The company recorded profits exceeding US$411 million in the second quarter of fiscal 2021 — a significant improvement over its earnings of US$357 million in the same quarter last year, even though prices of gold were higher during this period.
Barrick Gold has increased production, and the company continues to streamline spending. Despite a decline in the company’s revenue year over year, Barrick Gold’s higher profits in the second quarter of 2021 indicate that the gold producer’s cost-cutting strategies are paying off.

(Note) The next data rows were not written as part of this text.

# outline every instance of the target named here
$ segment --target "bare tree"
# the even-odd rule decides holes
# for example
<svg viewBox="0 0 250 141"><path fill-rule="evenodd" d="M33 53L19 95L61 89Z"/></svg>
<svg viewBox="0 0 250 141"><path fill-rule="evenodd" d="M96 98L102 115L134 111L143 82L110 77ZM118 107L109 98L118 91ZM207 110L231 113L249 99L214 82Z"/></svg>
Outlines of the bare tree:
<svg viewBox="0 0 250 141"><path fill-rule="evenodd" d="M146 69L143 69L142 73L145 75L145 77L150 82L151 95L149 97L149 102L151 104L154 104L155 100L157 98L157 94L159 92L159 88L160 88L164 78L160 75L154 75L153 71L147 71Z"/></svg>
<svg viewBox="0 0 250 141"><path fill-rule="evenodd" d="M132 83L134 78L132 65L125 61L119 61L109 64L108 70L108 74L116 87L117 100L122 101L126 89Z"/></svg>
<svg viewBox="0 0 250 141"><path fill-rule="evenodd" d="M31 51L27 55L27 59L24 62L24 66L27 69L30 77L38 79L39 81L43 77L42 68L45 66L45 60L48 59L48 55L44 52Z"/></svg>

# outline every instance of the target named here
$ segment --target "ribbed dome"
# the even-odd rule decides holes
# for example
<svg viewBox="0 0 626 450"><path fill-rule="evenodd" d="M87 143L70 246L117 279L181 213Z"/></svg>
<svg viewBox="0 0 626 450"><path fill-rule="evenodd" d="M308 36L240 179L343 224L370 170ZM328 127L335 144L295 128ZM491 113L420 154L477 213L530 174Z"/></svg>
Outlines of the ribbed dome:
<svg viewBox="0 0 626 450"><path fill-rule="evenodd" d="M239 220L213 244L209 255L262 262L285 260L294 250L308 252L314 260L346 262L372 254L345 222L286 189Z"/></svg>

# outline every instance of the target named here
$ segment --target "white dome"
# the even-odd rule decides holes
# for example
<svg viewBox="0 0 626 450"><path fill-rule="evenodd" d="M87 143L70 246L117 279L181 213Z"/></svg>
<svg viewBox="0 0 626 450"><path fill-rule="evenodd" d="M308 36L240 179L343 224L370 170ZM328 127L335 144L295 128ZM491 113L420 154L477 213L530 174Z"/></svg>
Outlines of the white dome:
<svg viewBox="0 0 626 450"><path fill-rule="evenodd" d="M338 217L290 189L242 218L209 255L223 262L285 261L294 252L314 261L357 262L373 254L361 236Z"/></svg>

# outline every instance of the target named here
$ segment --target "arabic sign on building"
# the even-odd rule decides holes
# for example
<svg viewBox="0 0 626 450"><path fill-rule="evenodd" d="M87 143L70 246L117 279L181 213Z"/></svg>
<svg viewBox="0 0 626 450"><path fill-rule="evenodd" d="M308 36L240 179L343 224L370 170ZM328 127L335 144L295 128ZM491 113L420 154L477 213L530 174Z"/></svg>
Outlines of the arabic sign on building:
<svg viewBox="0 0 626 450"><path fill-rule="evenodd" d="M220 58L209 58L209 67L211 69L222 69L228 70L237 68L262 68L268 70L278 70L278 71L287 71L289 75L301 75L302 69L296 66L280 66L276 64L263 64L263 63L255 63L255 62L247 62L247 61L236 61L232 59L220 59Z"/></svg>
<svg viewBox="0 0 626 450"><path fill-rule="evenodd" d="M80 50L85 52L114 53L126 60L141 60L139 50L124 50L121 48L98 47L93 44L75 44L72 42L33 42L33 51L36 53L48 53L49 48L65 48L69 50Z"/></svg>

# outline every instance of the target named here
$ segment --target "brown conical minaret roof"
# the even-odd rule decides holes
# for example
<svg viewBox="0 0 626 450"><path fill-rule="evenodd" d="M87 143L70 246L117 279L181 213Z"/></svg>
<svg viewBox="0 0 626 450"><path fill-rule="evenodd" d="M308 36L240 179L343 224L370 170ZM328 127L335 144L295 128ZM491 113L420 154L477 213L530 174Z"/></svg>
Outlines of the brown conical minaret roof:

The next quarter could be very good for the company. Gold prices are expected to stay higher due to increasing volatility and inflation rates. The stock has a dividend yield of close to 2%. With its stock price down more than 25% year to date, this could be the perfect time to buy Barrick Gold stock before its price begins to appreciate.
Agnico Eagle Mines
Agnico Eagle Mines is engaged in the exploration, development, and production of mineral properties in Canada, Sweden, and Finland. The company operates through the Northern Business and Southern Business segments. It mainly produces and sells gold deposits and explores silver, zinc, and copper deposits.
Agnico Eagle Mines saw its second-quarter profit rise on the back of higher sales volumes and higher realized metal prices.
The Toronto-based mining company posted a net profit of US$189.6 million compared to a net profit of US$105.3 million for the same period in 2020.
Revenue from mining activities reached US$966.3 million in the quarter ended June 30, up from US$557.2 million in the second quarter of last year.
According to Agnico Eagle, the increase in net income is mainly attributable to better margins on mining operations than in 2020, when gold production and sales were negatively affected by business cuts linked to the pandemic.
Agnico Eagle still expects to meet its production and cost forecast for 2021 and gold production to increase in the second half of the year. The stock is down approximately 30% year to date.
Kinross Gold, based in Ontario, is engaged in gold and silver mining in the United States, Russia, Brazil, Chile, Ghana, and Mauritania. The stock has lost around 30% year to date. However, with gold currently experiencing a strong rally, the stock is expected to experience a reversal.
Kinross Gold reported second-quarter 2021 net income of US$119 million, which is a sharp 40% year-over-year decline.
Kinross Gold management expects its gold production to increase by 20% over the next three years to 2.9 million ounces of gold equivalent by 2023. Its financial position also appears solid, with liquidity of $2.2 billion as of June 30. The company also pays a quarterly dividend of $0.03 per share for a yield of 2.2%. So, Kinross Gold is among the gold stocks to consider for your portfolio.